I looked upward, to safety, and saw only sheer cliffs between us and the street above. The beach had drowned under forty nights of rain, and we were about to as well. No one knew we were there. Most of the population of Palos Verdes was away for Christmas.

So it was on me. All I had to do was keep our heads over the water and not drift too far out, a simple task that became more difficult as the minutes wore on. The car drifted away, the headlights getting dimmer as it drifted out to sea. I’d been thrown clear, saved by inertia and a body limber and pain free from conspicuous alcohol consumption. Rachel was sober and stuck, but somehow, I’d jumped in and pulled her from the car.

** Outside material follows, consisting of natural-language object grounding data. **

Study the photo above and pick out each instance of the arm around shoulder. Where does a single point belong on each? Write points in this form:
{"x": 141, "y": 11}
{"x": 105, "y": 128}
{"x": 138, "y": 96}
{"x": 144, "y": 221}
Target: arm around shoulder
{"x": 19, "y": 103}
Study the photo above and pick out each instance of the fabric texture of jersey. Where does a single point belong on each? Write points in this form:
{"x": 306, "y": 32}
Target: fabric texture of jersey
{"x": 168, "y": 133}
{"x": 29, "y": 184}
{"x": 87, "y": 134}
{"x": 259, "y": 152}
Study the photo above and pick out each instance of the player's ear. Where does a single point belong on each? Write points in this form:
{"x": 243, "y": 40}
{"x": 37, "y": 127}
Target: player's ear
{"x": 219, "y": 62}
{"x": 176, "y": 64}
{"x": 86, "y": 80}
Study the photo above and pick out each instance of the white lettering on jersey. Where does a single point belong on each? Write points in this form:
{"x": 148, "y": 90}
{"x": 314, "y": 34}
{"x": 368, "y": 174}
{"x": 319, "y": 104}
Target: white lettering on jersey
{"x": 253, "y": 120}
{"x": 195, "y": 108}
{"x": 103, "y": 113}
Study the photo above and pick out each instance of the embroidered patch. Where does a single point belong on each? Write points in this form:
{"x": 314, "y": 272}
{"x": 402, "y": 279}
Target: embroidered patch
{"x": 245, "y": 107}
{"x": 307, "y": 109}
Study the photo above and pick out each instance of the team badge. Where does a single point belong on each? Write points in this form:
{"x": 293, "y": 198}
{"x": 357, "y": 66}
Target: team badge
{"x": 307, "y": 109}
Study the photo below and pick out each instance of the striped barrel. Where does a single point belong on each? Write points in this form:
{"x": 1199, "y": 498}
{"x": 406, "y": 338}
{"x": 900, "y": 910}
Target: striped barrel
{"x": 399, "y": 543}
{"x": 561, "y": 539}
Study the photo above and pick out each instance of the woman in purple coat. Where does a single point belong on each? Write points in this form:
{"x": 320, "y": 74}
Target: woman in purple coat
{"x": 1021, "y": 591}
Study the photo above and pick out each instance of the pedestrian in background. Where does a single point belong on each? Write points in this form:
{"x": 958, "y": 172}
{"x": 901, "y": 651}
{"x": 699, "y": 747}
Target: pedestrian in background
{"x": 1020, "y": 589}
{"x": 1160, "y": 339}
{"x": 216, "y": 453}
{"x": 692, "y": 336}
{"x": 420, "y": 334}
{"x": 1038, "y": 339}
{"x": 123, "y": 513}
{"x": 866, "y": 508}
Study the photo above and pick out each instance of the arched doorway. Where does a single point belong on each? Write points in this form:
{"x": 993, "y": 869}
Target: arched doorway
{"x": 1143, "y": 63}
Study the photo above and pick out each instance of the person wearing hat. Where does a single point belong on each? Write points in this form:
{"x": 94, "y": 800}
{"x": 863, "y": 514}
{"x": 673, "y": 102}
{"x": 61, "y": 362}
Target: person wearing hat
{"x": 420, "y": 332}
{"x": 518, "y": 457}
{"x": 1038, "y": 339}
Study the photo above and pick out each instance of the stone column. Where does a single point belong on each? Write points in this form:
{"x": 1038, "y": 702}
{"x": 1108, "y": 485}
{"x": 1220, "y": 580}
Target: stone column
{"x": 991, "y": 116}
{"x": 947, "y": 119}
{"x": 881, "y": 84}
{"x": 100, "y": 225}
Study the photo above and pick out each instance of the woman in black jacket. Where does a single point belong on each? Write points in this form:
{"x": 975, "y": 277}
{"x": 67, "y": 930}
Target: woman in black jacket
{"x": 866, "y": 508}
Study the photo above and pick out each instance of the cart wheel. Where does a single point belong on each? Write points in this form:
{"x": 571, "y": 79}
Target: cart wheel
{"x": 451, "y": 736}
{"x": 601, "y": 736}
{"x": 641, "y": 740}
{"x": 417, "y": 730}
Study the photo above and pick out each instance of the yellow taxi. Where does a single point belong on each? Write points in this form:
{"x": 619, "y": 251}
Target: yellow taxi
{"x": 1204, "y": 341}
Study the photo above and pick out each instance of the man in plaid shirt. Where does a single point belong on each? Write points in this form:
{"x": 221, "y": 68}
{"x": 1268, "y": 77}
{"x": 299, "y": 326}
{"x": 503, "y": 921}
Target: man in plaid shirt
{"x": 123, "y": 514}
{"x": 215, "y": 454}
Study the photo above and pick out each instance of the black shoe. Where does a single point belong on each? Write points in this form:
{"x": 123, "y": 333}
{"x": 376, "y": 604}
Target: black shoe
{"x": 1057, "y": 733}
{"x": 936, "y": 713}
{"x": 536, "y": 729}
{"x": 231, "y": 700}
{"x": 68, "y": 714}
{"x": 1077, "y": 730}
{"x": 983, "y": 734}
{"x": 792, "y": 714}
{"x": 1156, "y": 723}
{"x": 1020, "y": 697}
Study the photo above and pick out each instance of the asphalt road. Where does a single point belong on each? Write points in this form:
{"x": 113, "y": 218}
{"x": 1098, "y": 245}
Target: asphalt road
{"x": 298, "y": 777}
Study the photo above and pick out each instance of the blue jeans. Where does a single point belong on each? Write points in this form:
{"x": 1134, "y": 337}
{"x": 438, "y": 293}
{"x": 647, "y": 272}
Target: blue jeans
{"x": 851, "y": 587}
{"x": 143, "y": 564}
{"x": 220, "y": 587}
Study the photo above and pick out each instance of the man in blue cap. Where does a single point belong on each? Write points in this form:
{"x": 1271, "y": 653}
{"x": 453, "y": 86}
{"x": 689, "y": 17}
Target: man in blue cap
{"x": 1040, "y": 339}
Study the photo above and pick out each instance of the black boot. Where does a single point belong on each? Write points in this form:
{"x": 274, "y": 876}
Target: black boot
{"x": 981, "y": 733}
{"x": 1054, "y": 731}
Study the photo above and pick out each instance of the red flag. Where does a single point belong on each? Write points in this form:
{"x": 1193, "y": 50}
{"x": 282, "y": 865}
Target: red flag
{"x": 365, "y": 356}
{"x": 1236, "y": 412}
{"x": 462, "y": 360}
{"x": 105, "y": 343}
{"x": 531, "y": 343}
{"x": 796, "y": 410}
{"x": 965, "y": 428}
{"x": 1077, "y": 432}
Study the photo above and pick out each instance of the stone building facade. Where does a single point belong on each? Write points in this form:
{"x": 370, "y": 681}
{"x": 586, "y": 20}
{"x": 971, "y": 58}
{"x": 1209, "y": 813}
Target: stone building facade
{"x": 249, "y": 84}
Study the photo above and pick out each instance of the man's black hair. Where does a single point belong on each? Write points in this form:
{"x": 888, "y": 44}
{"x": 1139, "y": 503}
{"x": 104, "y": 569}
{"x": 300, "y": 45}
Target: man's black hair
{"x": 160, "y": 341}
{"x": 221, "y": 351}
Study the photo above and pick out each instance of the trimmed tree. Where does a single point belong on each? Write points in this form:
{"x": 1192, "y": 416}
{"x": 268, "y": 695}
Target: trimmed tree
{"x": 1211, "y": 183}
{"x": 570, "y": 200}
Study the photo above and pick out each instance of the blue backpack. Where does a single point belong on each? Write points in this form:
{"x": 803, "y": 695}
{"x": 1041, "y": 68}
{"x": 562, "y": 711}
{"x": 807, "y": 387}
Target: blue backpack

I looked up the cliff again, the rain dropping in my eyes. It was a black edge, cutting the starry sky in half. Hopeless. Going down had been as easy as a running jump. Getting back up would be impossible. I tried to keep our heads above water, and failed, and tried again, and failed again.

A light.

Two lights.

A car parked right at the edge of the cliff. I tried to cry out, but I had nothing left. The noise of the ocean and the rain would have drowned out even the most powerful scream. All I had was my body and my last bits of strength. I swam toward the lights, pushing against the current, and saw that the driver had found a way to crawl down.

The driver was my father.

He wore the khaki trench coat I’d looked for at Sheila’s house. I’d wanted his keys so I could chase Rachel. I’d seen him out the window, going after her, and run out. That’s how he knew we were there. Thank God for him. I’d never been grateful for my father before. I looked at Rachel. She’d become a dead weight in my arms, but I pulled her up. A wave caught us. A lucky break. I smacked against the rocks, managing to put myself between them and Rachel. My father got thigh deep in the water, grabbed my collar, and pulled me onto the ledge. I climbed with him, pulling Rachel. Dad grabbed her and helped us up. I collapsed at the top.